食えない人だと思いつつ、俺もまたコーヒーを啜る。
とはいえ、その筋のプロがやってきたら、この町の人間だけで対処することなどできるのだろうか。
頼りになるのは――。
神原道場の主にしてかつて関西で知られた暴れん坊、神原誠一郎。
峠最速と共に数多くの最強伝説を持つストリートファイター、早川千寿。
熊倒館の女若先生にして暇を持てあました女無頼こと、田辺美香。
ちぃちゃんのお友達のご両親。
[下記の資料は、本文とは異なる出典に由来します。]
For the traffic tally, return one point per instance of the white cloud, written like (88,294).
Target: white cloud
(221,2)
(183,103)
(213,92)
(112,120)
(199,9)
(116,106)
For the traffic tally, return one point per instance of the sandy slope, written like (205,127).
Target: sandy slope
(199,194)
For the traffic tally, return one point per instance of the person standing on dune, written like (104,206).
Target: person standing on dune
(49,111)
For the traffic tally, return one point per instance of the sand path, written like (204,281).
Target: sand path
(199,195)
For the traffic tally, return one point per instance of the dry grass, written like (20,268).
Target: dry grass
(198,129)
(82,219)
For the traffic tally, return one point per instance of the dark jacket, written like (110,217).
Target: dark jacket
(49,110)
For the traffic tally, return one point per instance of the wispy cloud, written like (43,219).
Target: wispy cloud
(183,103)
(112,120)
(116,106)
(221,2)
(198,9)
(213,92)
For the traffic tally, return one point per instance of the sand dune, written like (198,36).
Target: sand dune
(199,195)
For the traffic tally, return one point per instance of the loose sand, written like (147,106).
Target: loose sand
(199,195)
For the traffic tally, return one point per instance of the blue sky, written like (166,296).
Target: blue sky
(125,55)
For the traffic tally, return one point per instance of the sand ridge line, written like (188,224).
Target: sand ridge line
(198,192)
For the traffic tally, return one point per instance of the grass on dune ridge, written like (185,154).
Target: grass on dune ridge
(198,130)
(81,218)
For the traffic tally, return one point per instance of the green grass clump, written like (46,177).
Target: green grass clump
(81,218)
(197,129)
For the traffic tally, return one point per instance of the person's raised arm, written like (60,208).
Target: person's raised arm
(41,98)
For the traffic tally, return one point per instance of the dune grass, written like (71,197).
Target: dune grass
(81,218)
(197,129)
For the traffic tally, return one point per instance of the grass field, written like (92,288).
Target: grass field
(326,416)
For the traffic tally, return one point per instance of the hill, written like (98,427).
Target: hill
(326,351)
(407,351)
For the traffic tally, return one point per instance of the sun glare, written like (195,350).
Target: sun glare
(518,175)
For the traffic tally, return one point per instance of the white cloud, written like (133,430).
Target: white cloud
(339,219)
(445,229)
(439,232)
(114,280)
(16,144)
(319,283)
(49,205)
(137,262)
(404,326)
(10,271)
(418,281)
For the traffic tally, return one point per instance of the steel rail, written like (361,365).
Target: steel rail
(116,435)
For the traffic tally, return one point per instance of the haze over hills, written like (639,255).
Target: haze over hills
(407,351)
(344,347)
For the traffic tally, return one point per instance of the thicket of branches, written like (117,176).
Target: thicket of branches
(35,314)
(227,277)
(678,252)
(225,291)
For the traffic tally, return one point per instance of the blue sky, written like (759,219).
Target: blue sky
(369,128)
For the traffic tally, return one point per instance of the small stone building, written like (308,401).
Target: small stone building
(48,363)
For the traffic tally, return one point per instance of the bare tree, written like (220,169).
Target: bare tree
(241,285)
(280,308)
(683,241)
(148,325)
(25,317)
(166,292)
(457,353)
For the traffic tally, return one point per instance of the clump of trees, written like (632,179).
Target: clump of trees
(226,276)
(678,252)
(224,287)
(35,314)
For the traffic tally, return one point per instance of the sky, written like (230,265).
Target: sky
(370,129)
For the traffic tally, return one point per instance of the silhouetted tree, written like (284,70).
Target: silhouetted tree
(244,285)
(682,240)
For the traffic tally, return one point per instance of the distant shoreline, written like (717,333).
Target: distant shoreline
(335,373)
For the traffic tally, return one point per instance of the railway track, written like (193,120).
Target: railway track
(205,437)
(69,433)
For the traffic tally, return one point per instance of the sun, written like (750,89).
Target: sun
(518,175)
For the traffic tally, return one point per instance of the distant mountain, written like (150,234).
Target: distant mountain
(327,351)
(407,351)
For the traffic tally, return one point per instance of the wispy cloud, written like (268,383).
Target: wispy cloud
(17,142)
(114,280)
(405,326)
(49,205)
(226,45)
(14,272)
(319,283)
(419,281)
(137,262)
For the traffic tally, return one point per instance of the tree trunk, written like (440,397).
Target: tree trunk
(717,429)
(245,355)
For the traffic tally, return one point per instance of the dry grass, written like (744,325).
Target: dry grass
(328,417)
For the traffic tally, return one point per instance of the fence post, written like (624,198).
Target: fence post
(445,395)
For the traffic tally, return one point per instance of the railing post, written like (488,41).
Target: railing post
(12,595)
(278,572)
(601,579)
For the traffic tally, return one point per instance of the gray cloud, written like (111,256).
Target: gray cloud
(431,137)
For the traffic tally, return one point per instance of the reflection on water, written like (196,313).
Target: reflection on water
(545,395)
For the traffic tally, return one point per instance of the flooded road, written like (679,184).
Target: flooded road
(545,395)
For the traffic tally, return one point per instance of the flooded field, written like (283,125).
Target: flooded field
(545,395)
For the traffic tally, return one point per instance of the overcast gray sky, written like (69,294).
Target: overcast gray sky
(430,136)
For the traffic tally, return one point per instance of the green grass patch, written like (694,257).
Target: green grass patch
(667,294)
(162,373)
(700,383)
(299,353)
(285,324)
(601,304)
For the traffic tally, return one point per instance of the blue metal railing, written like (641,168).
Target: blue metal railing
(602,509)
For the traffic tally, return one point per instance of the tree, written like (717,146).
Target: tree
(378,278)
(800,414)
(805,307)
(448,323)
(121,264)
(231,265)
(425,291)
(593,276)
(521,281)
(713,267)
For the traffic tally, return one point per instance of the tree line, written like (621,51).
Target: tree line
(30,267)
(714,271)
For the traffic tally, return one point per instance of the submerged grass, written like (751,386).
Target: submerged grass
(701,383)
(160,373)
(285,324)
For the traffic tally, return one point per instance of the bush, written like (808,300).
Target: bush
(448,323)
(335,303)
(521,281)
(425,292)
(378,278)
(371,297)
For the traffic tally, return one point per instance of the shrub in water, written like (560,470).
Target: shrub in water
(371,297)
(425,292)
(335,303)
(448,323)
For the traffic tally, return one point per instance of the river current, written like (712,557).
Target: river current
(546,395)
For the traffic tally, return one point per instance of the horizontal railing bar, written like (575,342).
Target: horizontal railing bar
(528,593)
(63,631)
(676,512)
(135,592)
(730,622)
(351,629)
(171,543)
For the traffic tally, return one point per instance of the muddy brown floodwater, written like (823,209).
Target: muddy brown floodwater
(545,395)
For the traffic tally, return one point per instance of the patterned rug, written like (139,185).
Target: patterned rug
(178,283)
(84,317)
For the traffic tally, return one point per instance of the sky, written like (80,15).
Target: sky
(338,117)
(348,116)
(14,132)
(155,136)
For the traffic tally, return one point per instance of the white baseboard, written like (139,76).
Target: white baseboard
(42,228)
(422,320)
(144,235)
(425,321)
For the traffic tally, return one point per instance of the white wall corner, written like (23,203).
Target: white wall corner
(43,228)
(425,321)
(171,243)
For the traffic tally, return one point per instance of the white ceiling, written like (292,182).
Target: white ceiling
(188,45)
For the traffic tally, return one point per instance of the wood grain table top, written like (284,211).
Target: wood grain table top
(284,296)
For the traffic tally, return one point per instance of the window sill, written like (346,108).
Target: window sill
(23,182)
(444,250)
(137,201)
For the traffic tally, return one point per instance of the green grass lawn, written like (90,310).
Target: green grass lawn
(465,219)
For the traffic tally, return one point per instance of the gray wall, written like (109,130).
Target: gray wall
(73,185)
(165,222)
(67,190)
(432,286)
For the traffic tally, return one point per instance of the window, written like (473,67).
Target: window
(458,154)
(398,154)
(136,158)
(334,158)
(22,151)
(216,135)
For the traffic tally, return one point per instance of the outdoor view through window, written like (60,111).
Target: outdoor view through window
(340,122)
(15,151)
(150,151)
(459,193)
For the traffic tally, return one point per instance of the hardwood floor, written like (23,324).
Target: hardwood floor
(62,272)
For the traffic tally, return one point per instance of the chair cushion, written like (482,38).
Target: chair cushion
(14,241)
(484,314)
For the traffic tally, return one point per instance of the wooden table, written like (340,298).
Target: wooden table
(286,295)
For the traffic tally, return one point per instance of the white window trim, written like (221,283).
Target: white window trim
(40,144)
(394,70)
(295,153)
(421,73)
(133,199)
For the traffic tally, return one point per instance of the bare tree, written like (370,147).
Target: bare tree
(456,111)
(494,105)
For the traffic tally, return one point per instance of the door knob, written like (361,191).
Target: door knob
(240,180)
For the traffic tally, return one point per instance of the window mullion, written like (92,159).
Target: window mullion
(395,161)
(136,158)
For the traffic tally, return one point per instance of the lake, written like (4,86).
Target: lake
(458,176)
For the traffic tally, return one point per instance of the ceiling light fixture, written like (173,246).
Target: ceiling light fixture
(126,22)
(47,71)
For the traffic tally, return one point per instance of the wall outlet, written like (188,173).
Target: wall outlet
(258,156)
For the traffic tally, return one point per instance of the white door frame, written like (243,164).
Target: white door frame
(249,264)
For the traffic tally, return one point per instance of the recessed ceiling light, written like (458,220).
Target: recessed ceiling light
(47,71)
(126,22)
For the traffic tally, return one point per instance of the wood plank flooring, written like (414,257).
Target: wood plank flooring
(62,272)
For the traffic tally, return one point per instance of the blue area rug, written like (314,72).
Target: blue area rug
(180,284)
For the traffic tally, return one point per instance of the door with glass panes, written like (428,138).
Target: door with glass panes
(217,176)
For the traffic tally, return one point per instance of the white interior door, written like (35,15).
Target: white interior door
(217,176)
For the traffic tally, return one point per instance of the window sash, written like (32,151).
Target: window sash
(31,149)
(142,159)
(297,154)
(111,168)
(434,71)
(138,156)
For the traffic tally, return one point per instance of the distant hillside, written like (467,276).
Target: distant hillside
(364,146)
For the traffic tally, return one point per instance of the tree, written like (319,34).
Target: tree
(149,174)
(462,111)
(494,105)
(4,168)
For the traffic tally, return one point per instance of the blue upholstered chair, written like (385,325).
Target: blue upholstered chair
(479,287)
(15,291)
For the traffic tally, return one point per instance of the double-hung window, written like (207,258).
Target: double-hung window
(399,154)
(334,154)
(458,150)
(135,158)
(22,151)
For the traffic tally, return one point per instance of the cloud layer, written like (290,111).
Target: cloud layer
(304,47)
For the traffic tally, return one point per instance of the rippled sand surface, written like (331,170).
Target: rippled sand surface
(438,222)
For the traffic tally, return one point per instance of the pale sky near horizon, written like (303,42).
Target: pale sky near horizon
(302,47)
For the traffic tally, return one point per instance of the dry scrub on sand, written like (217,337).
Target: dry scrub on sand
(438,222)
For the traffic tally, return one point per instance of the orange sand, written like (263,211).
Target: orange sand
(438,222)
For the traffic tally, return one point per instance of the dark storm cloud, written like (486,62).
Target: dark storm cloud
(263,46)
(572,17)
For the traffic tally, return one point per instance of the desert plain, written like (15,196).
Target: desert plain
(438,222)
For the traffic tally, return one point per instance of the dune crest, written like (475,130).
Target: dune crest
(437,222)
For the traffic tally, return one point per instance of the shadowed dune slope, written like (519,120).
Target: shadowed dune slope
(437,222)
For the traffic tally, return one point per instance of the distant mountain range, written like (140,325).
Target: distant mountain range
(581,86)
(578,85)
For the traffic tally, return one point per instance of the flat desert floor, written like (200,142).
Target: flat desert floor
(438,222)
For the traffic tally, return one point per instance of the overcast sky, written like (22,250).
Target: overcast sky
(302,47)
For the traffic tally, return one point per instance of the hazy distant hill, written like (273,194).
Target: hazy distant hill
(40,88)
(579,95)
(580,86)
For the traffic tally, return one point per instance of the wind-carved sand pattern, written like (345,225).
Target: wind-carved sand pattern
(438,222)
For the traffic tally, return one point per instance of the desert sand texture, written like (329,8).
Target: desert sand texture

マタギの日田家。
うん。
「割となんとかなるかも」
「あら、そうなんですか? 私もしばらく逗留しようと思っていたのですが?」
おらが玉椿町はこれで本職も逃げ出すような古臭い田舎。
昭和の村社会を抜け出せない日本のホンジュラス。
はたして、都会文明に慣れた反社会勢力にどうこうできるとは思えない。
流石に冗談だけれど。
けど、たぶん、注意することはできる。
「それと、これ、車の中では言わなかったんですが」
「うん? まだなんかあるの? ちょっとやめてよ、そういう情報の出し惜しみ」
「実嗣さんがどうやら帰国されるらしいです。目的は不明ですが、もしかすると、この騒乱に顔を出すかもしれません」
「実嗣って――」
たしか、その人はちぃちゃんの。